Nobody was in there, but I asked for Tecate, and it was readily produced. The woman who I met was very talkative and easygoing. She had a small daughter with her who was nine years of age. I told her where I was from. Funny, every Mexican I’ve talked to so far always talk about the bridge. Even in the small pueblo of Creel, 300 miles south of the border, this woman knew about the Golden Gate Bridge.

We exchanged the normal conversation starters – thank god I can understand and somewhat respond to most of them. Her daughter was a bit shy at first, but she opened up to me and brought out her textbook from school. She wanted me to show her on the map where San Francisco was. She told me she spoke English and sang to me “Frere Jacques” in English. I helped teach her the word for “honga” in English (hongas are mushrooms and the woman said that there were many in the surrouding hills). I’m now sitting at the top of the Sierra Madres.

The Espactaculo in Creel

The people here are friendly, and I’ve never felt safer anywhere. It’s odd. Even though they are poor, they never ask for anything directly – they are always open to chatting. At my camping spot, I heard music playing from a tent down the block. The circus, or “espactaculo” was in town. There are only two actors in the troupe. It’s not a freak show. The best way to describe it is to say it’s a lot like the talent shows we had as kids in Elementary School.

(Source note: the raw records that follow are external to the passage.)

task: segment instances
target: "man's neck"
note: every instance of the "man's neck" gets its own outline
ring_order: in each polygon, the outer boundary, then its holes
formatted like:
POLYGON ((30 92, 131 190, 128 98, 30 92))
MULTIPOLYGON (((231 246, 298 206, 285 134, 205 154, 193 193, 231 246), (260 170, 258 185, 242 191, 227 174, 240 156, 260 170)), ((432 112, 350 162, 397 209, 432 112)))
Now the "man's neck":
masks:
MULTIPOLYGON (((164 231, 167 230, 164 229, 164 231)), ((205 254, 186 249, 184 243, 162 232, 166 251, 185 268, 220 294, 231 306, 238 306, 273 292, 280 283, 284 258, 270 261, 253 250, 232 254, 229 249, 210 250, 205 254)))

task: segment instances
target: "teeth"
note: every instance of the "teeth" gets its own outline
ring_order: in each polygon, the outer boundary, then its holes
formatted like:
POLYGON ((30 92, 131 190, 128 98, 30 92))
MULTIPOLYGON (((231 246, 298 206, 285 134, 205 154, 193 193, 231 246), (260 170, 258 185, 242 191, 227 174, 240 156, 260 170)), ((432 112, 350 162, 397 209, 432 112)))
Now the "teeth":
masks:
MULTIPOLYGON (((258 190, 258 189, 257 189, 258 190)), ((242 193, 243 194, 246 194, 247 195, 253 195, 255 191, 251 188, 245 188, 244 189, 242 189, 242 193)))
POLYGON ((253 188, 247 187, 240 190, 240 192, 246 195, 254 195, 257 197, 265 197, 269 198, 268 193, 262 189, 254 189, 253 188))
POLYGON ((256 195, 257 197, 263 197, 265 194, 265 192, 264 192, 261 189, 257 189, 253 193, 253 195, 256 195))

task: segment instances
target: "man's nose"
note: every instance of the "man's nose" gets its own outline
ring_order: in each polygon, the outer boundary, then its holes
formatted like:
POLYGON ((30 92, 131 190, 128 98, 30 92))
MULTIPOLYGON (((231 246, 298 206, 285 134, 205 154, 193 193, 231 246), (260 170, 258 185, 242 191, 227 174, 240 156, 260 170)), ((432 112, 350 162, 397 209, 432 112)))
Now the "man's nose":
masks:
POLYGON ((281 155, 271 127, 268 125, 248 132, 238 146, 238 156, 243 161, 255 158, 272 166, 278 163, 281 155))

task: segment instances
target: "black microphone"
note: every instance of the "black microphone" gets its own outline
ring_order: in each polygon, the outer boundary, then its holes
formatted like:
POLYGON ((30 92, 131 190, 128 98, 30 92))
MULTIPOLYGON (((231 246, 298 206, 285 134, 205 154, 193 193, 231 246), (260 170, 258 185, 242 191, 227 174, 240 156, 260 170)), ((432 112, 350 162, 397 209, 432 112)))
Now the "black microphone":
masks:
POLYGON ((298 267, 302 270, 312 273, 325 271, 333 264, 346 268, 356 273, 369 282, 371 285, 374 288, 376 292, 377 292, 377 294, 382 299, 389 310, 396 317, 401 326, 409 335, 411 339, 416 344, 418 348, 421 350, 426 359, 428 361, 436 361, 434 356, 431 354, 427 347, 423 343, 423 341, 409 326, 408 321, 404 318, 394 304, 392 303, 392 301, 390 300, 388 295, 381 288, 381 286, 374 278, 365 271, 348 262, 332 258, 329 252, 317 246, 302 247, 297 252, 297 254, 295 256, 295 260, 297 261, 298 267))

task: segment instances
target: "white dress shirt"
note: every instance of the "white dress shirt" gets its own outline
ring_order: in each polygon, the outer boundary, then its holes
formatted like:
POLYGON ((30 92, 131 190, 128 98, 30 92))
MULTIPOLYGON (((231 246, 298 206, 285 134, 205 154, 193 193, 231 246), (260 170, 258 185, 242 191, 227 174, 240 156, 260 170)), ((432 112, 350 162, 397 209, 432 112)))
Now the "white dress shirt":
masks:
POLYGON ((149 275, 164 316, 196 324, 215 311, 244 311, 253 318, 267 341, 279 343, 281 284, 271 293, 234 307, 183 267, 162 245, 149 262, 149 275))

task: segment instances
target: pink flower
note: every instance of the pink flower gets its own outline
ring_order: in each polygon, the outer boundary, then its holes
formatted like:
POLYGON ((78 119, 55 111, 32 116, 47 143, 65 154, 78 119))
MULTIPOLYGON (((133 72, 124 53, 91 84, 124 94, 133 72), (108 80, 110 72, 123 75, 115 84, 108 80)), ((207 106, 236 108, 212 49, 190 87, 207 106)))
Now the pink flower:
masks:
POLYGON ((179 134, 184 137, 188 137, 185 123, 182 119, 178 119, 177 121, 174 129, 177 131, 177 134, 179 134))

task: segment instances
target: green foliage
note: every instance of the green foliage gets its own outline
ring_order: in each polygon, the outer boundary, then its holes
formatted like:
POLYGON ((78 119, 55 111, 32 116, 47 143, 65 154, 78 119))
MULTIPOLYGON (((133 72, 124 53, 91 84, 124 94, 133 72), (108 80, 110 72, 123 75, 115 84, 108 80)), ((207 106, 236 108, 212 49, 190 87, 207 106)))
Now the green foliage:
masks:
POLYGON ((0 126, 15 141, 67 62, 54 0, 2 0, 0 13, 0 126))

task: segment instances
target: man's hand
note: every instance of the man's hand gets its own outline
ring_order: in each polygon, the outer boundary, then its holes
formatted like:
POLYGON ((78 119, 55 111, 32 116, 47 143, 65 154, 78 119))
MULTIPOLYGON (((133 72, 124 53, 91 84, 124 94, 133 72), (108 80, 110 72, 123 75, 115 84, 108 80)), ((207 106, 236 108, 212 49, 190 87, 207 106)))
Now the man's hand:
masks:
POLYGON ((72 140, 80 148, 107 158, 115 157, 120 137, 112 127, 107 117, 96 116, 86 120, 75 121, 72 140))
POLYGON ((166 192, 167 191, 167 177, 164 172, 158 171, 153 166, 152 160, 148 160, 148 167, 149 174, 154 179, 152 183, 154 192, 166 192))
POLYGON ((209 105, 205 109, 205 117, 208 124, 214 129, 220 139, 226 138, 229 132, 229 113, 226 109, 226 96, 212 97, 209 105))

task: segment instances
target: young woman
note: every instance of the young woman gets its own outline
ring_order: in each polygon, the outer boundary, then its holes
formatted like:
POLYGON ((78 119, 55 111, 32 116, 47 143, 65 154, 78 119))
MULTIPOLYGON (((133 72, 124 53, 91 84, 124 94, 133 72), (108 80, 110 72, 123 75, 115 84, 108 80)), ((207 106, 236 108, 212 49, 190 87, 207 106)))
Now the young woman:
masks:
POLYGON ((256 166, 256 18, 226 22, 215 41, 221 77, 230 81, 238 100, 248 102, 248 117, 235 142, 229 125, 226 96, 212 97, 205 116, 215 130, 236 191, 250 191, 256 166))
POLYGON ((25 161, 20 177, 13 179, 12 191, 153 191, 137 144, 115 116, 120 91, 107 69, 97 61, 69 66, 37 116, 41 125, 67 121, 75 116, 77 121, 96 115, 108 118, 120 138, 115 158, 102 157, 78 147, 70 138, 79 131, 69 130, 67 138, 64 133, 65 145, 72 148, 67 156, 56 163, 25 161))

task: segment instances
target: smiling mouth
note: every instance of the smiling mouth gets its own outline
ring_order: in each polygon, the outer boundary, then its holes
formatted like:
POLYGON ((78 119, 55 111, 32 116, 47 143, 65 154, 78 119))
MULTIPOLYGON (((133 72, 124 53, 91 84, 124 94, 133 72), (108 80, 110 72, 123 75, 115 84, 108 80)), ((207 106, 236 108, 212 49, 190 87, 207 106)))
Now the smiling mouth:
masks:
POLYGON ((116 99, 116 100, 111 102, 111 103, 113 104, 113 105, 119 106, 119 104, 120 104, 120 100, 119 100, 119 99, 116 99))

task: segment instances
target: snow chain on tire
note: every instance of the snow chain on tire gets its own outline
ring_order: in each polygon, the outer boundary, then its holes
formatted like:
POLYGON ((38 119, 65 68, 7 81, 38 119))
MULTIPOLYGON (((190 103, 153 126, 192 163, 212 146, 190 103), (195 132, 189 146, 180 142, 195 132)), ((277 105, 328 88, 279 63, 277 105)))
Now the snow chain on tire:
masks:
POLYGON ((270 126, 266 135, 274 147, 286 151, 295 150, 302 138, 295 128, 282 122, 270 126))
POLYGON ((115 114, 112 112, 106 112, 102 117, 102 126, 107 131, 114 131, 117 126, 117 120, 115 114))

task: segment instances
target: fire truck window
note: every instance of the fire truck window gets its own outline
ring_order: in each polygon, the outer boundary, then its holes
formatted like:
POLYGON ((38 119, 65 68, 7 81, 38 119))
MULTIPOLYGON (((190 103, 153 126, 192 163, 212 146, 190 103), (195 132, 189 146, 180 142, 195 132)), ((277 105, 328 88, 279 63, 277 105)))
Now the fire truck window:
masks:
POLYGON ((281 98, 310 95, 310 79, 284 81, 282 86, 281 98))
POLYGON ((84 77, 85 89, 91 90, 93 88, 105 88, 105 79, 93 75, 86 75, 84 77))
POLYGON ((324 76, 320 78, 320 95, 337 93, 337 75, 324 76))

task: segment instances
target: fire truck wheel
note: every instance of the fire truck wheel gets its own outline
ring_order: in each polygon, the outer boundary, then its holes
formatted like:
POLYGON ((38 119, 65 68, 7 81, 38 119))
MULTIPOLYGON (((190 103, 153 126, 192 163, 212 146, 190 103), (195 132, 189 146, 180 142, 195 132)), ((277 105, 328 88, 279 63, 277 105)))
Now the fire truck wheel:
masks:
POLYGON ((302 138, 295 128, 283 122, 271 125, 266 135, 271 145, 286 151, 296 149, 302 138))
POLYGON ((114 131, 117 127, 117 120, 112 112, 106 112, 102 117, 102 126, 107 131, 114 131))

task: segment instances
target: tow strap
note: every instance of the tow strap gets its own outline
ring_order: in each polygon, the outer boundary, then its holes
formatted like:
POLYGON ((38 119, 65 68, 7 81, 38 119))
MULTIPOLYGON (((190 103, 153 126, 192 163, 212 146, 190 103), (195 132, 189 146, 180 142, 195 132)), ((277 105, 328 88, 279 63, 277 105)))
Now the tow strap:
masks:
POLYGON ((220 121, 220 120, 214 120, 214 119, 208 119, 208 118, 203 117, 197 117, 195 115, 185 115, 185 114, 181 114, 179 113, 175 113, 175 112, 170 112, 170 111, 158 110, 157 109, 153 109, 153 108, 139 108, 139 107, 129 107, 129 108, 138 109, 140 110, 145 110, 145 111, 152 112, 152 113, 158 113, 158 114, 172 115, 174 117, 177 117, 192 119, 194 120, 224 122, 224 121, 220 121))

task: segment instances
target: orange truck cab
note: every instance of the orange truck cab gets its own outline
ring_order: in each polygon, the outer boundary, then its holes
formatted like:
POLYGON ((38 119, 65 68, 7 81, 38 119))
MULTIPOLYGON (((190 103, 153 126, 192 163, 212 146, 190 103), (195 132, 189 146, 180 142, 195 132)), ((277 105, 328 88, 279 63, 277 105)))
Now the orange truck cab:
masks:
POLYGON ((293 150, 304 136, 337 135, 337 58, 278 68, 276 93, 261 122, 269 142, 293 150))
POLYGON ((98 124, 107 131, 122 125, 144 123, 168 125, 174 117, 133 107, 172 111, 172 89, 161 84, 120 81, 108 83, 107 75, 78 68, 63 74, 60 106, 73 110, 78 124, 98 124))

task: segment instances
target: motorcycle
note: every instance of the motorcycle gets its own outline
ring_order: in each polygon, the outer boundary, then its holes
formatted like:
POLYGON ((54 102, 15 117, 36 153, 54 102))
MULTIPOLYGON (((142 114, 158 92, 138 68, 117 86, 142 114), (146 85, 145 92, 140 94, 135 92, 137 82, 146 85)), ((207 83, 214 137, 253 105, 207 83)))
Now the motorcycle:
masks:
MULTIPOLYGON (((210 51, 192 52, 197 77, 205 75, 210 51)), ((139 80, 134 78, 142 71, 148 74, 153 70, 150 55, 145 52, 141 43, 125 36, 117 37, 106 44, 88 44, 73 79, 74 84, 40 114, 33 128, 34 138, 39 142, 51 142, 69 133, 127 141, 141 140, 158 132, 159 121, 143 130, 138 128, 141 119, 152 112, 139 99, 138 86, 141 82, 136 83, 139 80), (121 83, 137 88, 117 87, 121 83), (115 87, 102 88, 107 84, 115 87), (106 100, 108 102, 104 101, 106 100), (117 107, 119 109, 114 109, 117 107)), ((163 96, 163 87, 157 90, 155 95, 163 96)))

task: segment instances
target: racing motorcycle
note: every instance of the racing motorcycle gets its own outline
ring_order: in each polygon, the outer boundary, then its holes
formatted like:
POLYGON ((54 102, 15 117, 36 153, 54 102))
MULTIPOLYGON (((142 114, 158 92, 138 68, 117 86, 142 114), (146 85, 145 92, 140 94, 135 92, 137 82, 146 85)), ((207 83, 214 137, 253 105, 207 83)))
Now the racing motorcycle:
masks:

There is a magic show, lip syncing of popular songs, and the ever-so-popular ass jiggling (I’m not joking). There were to main actors and one assistant. the two actors played all of the parts. The kids in the audience loved the show, and there was the occassional young couple, old couple, random cowboy with wranglers and cowboy hat in the tent.

What struck me were the overtly sexual jokes when the majority of the audience were children.The kids seemed to laugh the most at them, too. For twenty pesos, it was a steal. I watched the people watching the circus, more than I watched the circus itself.

There are ravenous dogs around my campground. I had to barricade myself in the back of the pickup truck. Otherwise, I still feel safe, and the crescent moon is low in the horizon, a chilly breeze with a tinge of pine scent carried from the mountains sweeps by, and the sound of Ranchera music in the background. There was no feeling lonely in the company of stars at 6,000 feet in the Sierra Madre.